Cet homme est cinglé. Nostalgique d'une époque qui n'a jamais eu lieu. Je dois sortir d'ici. Au plus vite.
- ...és flamboyantes nous parvenaient d'un monde, d'un temps que l'on ne comprenait pas. Pas encore.
- Monsieur.
Le vieillard avait été interrompu. Mais cela ne semblait le déranger outre mesure. Jusqu'à ce que l'homme au fusil cru distinguer une larme s'écouler de l'oeil gauche du vieux Ouest.

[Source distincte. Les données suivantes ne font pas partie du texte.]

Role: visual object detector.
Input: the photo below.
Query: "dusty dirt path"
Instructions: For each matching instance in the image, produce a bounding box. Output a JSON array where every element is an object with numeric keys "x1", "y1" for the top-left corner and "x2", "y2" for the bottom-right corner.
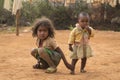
[{"x1": 0, "y1": 30, "x2": 120, "y2": 80}]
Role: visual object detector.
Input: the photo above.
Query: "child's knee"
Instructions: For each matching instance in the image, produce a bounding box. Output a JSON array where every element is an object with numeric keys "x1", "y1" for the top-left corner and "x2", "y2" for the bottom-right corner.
[
  {"x1": 38, "y1": 48, "x2": 45, "y2": 54},
  {"x1": 31, "y1": 49, "x2": 38, "y2": 56}
]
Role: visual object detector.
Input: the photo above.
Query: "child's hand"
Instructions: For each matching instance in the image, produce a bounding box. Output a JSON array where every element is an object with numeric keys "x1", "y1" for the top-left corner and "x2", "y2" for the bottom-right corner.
[
  {"x1": 69, "y1": 46, "x2": 73, "y2": 51},
  {"x1": 86, "y1": 27, "x2": 91, "y2": 35}
]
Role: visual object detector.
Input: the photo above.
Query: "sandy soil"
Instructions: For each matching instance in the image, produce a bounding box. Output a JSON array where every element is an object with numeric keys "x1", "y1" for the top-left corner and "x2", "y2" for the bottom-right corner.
[{"x1": 0, "y1": 30, "x2": 120, "y2": 80}]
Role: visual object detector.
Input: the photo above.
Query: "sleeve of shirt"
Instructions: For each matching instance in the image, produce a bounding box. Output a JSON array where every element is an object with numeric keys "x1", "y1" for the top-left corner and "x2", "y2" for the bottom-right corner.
[
  {"x1": 68, "y1": 29, "x2": 75, "y2": 44},
  {"x1": 89, "y1": 27, "x2": 94, "y2": 37},
  {"x1": 50, "y1": 39, "x2": 58, "y2": 50}
]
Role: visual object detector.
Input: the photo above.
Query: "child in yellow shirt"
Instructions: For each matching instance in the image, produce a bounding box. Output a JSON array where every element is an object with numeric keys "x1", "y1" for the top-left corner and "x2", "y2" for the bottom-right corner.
[{"x1": 68, "y1": 12, "x2": 94, "y2": 74}]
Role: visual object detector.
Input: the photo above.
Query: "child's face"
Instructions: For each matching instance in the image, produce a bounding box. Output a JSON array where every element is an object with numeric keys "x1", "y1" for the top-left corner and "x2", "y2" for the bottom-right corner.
[
  {"x1": 37, "y1": 26, "x2": 48, "y2": 40},
  {"x1": 78, "y1": 16, "x2": 89, "y2": 29}
]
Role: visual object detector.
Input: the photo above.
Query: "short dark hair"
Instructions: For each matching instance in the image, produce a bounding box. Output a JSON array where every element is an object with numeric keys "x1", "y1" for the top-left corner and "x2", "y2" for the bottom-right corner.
[
  {"x1": 32, "y1": 17, "x2": 55, "y2": 38},
  {"x1": 78, "y1": 12, "x2": 90, "y2": 19}
]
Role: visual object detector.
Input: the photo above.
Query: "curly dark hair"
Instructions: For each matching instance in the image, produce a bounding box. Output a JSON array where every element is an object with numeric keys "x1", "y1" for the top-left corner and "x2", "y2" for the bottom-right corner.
[{"x1": 32, "y1": 17, "x2": 55, "y2": 38}]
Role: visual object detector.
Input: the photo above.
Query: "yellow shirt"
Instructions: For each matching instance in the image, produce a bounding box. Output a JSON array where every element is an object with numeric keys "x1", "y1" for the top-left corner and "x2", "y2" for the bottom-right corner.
[{"x1": 68, "y1": 26, "x2": 94, "y2": 44}]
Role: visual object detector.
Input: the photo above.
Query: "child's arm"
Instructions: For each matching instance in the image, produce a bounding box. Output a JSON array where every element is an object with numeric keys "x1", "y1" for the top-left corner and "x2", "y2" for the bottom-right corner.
[
  {"x1": 55, "y1": 47, "x2": 73, "y2": 70},
  {"x1": 69, "y1": 44, "x2": 73, "y2": 51}
]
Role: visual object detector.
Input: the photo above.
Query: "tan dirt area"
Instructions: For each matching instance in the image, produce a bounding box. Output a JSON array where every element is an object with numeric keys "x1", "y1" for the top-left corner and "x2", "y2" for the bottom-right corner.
[{"x1": 0, "y1": 30, "x2": 120, "y2": 80}]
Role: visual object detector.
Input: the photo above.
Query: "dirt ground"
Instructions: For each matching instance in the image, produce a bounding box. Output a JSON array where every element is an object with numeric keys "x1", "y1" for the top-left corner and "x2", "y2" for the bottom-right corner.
[{"x1": 0, "y1": 30, "x2": 120, "y2": 80}]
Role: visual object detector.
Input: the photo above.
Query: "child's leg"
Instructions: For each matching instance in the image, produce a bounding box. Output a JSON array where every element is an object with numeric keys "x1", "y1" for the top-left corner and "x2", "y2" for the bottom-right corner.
[
  {"x1": 31, "y1": 48, "x2": 39, "y2": 60},
  {"x1": 80, "y1": 57, "x2": 87, "y2": 73},
  {"x1": 39, "y1": 48, "x2": 57, "y2": 73},
  {"x1": 31, "y1": 48, "x2": 40, "y2": 69},
  {"x1": 71, "y1": 59, "x2": 78, "y2": 74}
]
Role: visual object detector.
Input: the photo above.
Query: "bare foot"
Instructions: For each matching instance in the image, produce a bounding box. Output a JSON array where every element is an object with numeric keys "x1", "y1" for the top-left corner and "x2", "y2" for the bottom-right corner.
[
  {"x1": 80, "y1": 70, "x2": 87, "y2": 73},
  {"x1": 70, "y1": 71, "x2": 75, "y2": 75}
]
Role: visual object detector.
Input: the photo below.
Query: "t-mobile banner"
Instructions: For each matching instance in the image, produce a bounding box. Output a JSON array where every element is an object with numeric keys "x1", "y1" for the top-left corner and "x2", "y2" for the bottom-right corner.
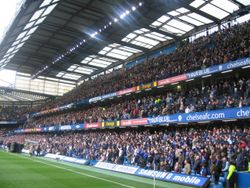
[
  {"x1": 95, "y1": 162, "x2": 139, "y2": 174},
  {"x1": 85, "y1": 122, "x2": 102, "y2": 129},
  {"x1": 135, "y1": 169, "x2": 209, "y2": 187},
  {"x1": 186, "y1": 58, "x2": 250, "y2": 79},
  {"x1": 116, "y1": 87, "x2": 136, "y2": 96},
  {"x1": 121, "y1": 118, "x2": 148, "y2": 126},
  {"x1": 158, "y1": 74, "x2": 187, "y2": 86},
  {"x1": 148, "y1": 106, "x2": 250, "y2": 124}
]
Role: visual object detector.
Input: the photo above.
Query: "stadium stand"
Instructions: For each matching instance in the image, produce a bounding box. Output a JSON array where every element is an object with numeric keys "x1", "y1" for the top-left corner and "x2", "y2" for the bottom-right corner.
[
  {"x1": 22, "y1": 75, "x2": 250, "y2": 128},
  {"x1": 4, "y1": 124, "x2": 250, "y2": 182},
  {"x1": 27, "y1": 22, "x2": 250, "y2": 110},
  {"x1": 0, "y1": 1, "x2": 250, "y2": 188}
]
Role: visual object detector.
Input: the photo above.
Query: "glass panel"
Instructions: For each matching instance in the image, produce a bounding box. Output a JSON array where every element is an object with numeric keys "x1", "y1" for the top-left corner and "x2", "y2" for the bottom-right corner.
[
  {"x1": 211, "y1": 0, "x2": 239, "y2": 13},
  {"x1": 40, "y1": 0, "x2": 52, "y2": 7},
  {"x1": 160, "y1": 25, "x2": 185, "y2": 35},
  {"x1": 42, "y1": 4, "x2": 57, "y2": 16},
  {"x1": 237, "y1": 0, "x2": 250, "y2": 6},
  {"x1": 187, "y1": 13, "x2": 213, "y2": 24},
  {"x1": 107, "y1": 52, "x2": 127, "y2": 59},
  {"x1": 89, "y1": 62, "x2": 109, "y2": 68},
  {"x1": 190, "y1": 0, "x2": 205, "y2": 8},
  {"x1": 16, "y1": 31, "x2": 27, "y2": 40},
  {"x1": 23, "y1": 21, "x2": 35, "y2": 30},
  {"x1": 200, "y1": 4, "x2": 229, "y2": 19},
  {"x1": 176, "y1": 7, "x2": 189, "y2": 14},
  {"x1": 168, "y1": 10, "x2": 180, "y2": 16},
  {"x1": 179, "y1": 16, "x2": 204, "y2": 26},
  {"x1": 168, "y1": 19, "x2": 194, "y2": 31},
  {"x1": 30, "y1": 8, "x2": 45, "y2": 22},
  {"x1": 27, "y1": 26, "x2": 38, "y2": 35},
  {"x1": 157, "y1": 15, "x2": 170, "y2": 23},
  {"x1": 36, "y1": 17, "x2": 46, "y2": 25}
]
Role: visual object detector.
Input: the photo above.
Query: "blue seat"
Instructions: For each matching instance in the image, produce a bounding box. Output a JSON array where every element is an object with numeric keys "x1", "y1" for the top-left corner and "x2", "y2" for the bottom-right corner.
[{"x1": 209, "y1": 182, "x2": 223, "y2": 188}]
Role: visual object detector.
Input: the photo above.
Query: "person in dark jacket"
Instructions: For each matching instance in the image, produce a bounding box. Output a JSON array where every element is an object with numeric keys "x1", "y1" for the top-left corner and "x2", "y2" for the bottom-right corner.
[
  {"x1": 213, "y1": 155, "x2": 222, "y2": 184},
  {"x1": 227, "y1": 161, "x2": 236, "y2": 188}
]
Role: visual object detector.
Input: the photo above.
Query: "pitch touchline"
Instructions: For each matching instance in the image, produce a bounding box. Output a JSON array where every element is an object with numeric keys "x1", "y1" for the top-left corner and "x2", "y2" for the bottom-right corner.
[{"x1": 12, "y1": 155, "x2": 136, "y2": 188}]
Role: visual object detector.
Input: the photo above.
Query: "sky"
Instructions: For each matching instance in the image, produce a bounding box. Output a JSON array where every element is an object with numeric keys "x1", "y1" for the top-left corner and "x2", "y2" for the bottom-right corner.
[
  {"x1": 0, "y1": 0, "x2": 23, "y2": 41},
  {"x1": 0, "y1": 0, "x2": 23, "y2": 86}
]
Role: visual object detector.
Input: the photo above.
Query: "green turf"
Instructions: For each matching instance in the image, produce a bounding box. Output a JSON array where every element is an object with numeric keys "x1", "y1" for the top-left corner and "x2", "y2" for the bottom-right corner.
[{"x1": 0, "y1": 151, "x2": 190, "y2": 188}]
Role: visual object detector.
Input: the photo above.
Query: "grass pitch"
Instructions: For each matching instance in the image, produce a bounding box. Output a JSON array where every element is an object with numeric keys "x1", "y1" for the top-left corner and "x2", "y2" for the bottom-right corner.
[{"x1": 0, "y1": 151, "x2": 187, "y2": 188}]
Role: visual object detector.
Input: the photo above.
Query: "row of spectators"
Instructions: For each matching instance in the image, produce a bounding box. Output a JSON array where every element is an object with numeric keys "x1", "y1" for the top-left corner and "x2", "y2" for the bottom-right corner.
[
  {"x1": 25, "y1": 78, "x2": 250, "y2": 128},
  {"x1": 33, "y1": 22, "x2": 250, "y2": 111},
  {"x1": 0, "y1": 105, "x2": 30, "y2": 121},
  {"x1": 4, "y1": 125, "x2": 250, "y2": 183}
]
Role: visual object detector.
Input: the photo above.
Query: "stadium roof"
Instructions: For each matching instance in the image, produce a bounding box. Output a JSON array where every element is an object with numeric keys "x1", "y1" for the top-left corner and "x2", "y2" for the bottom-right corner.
[
  {"x1": 0, "y1": 0, "x2": 250, "y2": 82},
  {"x1": 0, "y1": 87, "x2": 52, "y2": 102}
]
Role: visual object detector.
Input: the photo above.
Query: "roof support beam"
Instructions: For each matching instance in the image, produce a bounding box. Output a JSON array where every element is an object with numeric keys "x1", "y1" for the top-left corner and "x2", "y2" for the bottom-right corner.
[{"x1": 184, "y1": 4, "x2": 221, "y2": 24}]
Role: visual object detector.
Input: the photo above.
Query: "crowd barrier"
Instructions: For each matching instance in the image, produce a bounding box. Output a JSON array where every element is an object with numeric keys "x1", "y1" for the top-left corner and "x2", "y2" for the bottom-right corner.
[
  {"x1": 14, "y1": 106, "x2": 250, "y2": 133},
  {"x1": 31, "y1": 57, "x2": 250, "y2": 116},
  {"x1": 94, "y1": 162, "x2": 209, "y2": 187}
]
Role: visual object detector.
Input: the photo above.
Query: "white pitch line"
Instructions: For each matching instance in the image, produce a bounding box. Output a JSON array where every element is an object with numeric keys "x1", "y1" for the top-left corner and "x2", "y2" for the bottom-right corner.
[{"x1": 12, "y1": 155, "x2": 136, "y2": 188}]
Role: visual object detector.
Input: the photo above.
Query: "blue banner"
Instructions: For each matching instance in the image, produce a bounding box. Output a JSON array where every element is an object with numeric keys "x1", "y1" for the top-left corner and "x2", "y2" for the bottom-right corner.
[
  {"x1": 187, "y1": 58, "x2": 250, "y2": 79},
  {"x1": 89, "y1": 92, "x2": 116, "y2": 103},
  {"x1": 135, "y1": 169, "x2": 209, "y2": 187},
  {"x1": 148, "y1": 106, "x2": 250, "y2": 124}
]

Puis, après réflexion qui lui inspira une pitié profonde, il regarde la conversation avec le soin d'un parent ne souhaitant pas vexer son enfant.
- Pourquoi me raconter cela ?
Toujours ce même calme dans la voix de velours effaçant instantanément tout sentiment de pitié.
Et après un moment de silence :
- Je ne te conte pas cela parce que je perçois en toi le quelconque souvenir de ces choses. Encore moins parce que tu me ramènes à ces temps de magnificence. Non. Mais parce que tu me rappelles un homme. Un homme qui vient souvent me hanter. Et qui à brûler tout ce dont je t’ai parlé.
L'homme au fusil ne sut réellement ce qui le dérangeait le plus : que le vieux Ouest parviennent à lui faire ressentir sa haine et sa peine en un regard vide qui lui perçait l’âme ? Où bien qu'il sache exactement de quel homme il était question ici.
Quoi qu'il en ait été, l'homme au fusil reprit son arme, son ceinturon et ses biens et puis la route quelques heures plus tard.